Black Water Lyrics – What Were Once Vices Are Now Habits

 

Patrick simmons

“Well, i built me a raft and she’s ready for floatin’
Ol’ mississippi, she’s callin’ my name
Catfish are jumpin’
That paddle wheel thumpin’
Black water keeps rollin’ on past just the same

Old black water, keep on rollin’
Mississippi moon, won’t you keep on shinin’ on me
Old black water, keep on rollin’
Mississippi moon, won’t you keep on shinin’ on me
Old black water, keep on rollin’
Mississippi moon, won’t you keep on shinin’ on me
Yeah, keep on shinin’ your light
Gonna make everything, pretty mama
Gonna make everything all right
And i ain’t got no worries
’cause i ain’t in no hurry at all

Well, if it rains, i don’t care
Don’t make no difference to me
Just take that street car thats goin’ up town
Yeah, i’d like to hear some funky dixieland
And dance a honky tonk
And i’ll be buyin’ ev’rybody drinks all ‘roun’

Old black water, keep on rollin’
Mississippi moon, won’t you keep on shinin’ on me
Old black water, keep on rollin’
Mississippi moon, won’t you keep on shinin’ on me
Old black water, keep on rollin’
Mississippi moon, won’t you keep on shinin’ on me
Yeah, keep on shinin’ your light
Gonna make everything, pretty mama
Gonna make everything all right
And i ain’t got no worries
’cause i ain’t in no hurry at all

I’d like to hear some funky dixieland
Pretty mama come and take me by the hand
By the hand, take me by the hand pretty mama
Come and dance with your daddy all night long
I want to honky tonk, honky tonk, honky tonk
With you all night long”

When I was 13, my family drove from our home in Elkhart, Kansas to my sister’s house, near St.
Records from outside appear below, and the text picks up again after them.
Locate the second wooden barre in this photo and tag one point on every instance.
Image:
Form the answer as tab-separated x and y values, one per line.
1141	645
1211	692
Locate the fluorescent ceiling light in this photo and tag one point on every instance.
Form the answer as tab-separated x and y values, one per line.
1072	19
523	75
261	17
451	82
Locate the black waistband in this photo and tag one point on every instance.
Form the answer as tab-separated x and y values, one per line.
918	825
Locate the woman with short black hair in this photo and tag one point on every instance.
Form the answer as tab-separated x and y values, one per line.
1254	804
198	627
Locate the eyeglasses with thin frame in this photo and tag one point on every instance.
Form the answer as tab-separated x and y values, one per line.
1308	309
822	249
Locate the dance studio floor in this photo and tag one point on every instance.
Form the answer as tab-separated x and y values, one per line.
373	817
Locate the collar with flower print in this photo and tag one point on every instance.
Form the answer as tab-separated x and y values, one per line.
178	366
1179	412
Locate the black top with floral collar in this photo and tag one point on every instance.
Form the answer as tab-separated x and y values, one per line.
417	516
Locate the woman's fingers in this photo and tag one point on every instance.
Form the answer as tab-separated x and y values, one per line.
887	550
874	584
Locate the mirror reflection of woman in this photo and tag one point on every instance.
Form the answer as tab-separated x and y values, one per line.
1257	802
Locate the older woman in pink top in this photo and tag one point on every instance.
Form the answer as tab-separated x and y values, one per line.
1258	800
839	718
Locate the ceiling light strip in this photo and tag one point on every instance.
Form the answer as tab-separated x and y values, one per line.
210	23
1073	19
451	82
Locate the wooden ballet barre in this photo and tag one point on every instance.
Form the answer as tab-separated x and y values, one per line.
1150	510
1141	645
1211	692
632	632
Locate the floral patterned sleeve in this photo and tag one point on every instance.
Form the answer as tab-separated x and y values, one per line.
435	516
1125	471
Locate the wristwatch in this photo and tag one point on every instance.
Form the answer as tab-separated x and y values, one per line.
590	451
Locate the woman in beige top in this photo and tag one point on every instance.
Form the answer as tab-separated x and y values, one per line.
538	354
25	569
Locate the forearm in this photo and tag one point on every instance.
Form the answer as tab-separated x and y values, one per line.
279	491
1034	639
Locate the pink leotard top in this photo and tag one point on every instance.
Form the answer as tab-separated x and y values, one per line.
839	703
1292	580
Petersburg, Florida. A long trip meant plenty of radio time for me. Elkhart was a cultural desert, if you were interested in any kind of music other than Country. Our best shot at rock, rythm and blues, or…. disco….. YES, I said disco…. was from KOMA am radio from Oklahoma City, Oklahoma. KOMA was a top 40 format station that we only could get at night. 50,000 watts floated on the night airwaves and brought music from the “big cities” to all the rural, small town kids who had developed a taste for something other that Porter Wagner. The problem with KOMA was two-fold:

1- The signal faded. In fact, I got so used to static, I thought it was just some new music technology…. OK, not really, but FORGET decent sound quality from the radio…. You could also forget Jazz, Blues, Classical, Album Rock, or anything FM. AM was it at night and either Dick Clark  and American Bandstand on Saturday or maaaaybe Soul Train with Don Cornelius played usually in the dead of the night… which was pretty tragic, white kids needed a cultural education regarding the soul of disco and much of ’60’s rock… the music of Black folk.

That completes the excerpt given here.